Riddell: Businesses beware ‘the diversity trap’
Not Business As Usual
Diversity is a mainstream topic in today’s society. The old American melting pot adage is now a target of political correctness.
“From many to one” has been replaced with “From many to even more.” Whether pertaining to race, gender, sexual orientation, weight, height, religion, or whatever, the underlying theme today is one of championing individual differences. Inherent in this “championing” is the perceived requirement of those not in the particularly singled out group to know, respect, and indeed honor those particular traits that the signature group holds to be of importance. Awareness of differences has given way to a demand for compliance to the differences.
While certainly fuel for political fodder, this trend has also spread to the realm of business management. The thinking goes that today’s business managers are expected to be knowledgeable in all aspects of diversity, experts in every nuance and sub category of social difference. Indeed, there has arisen a whole industry devoted to diversity training in the workplace.

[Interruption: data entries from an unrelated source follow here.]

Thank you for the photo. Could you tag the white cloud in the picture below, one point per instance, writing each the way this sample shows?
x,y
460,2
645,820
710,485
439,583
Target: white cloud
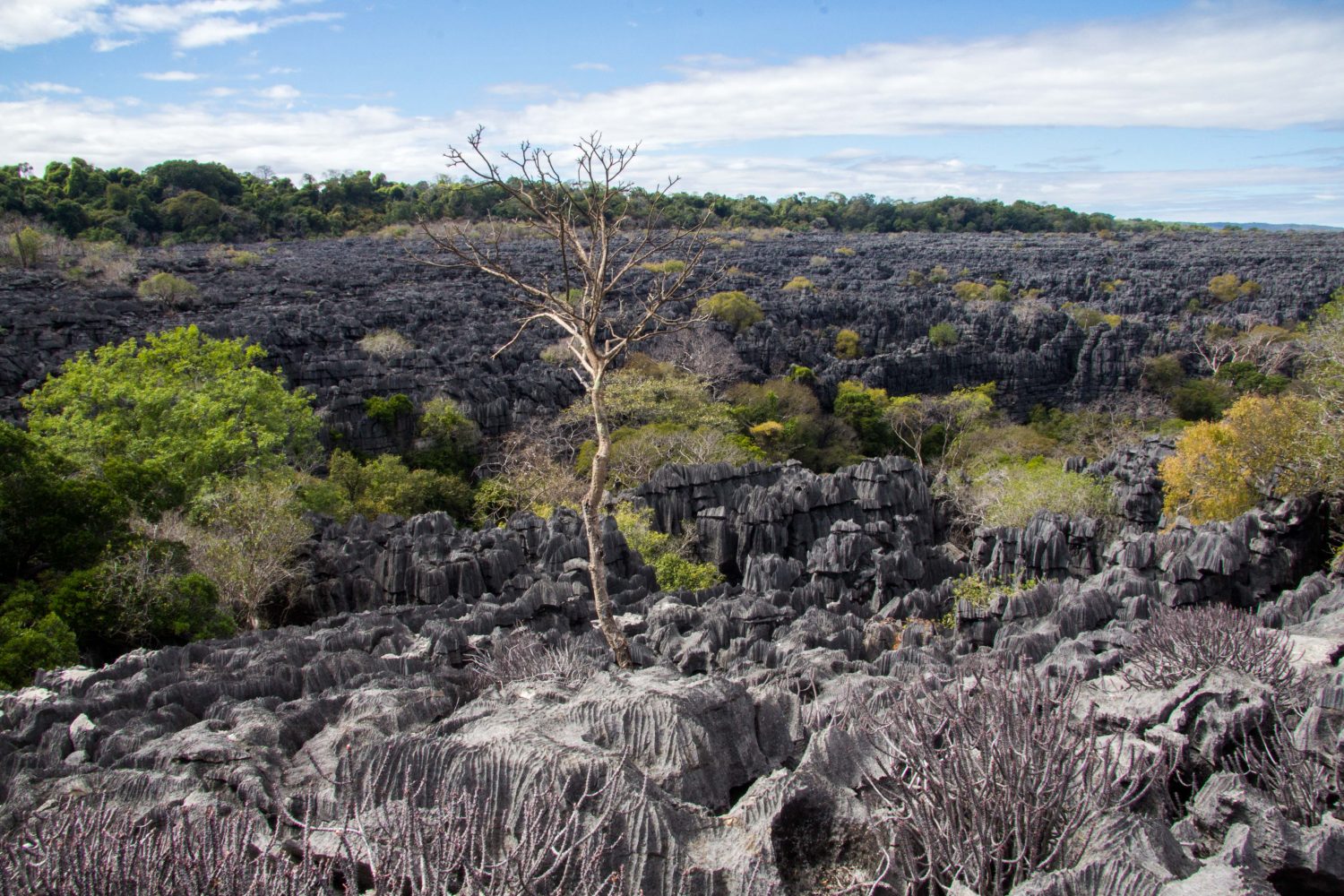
x,y
108,45
32,22
47,86
220,30
521,89
171,75
410,148
214,31
196,23
280,93
1196,70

I submit to you that this intention is largely misguided and practically impossible for most managers to successfully implement.
Consider for a moment a young production manager trying his or her best to squeeze out just a couple more pennies of efficiency. This manager knows that the company’s competitive environment requires this squeeze or the company will not survive. Taking into consideration this young manager’s awareness of the need and social desirability of maintaining the labor force, should his or her attention be best directed toward trying to get everyone involved to understand the magnitude of the stakes and actively try to contribute or should the efforts be directed to ensuring an employee “feels good,” that his or her individuality is respected? Said differently, should a manager focus on building commonality or championing differences?
In private industry, the answer is glaringly obvious. The marketplace is a great filter for uncovering a lack of unified focus by a company. Commonality, aka successful focus in achieving the business’s goals, is the only means to sustainable viability. A company’s sustainable viability is the only means to sustainable employment for its employees. Sustainable employment, of course, translates into individual economic prosperity for all participants.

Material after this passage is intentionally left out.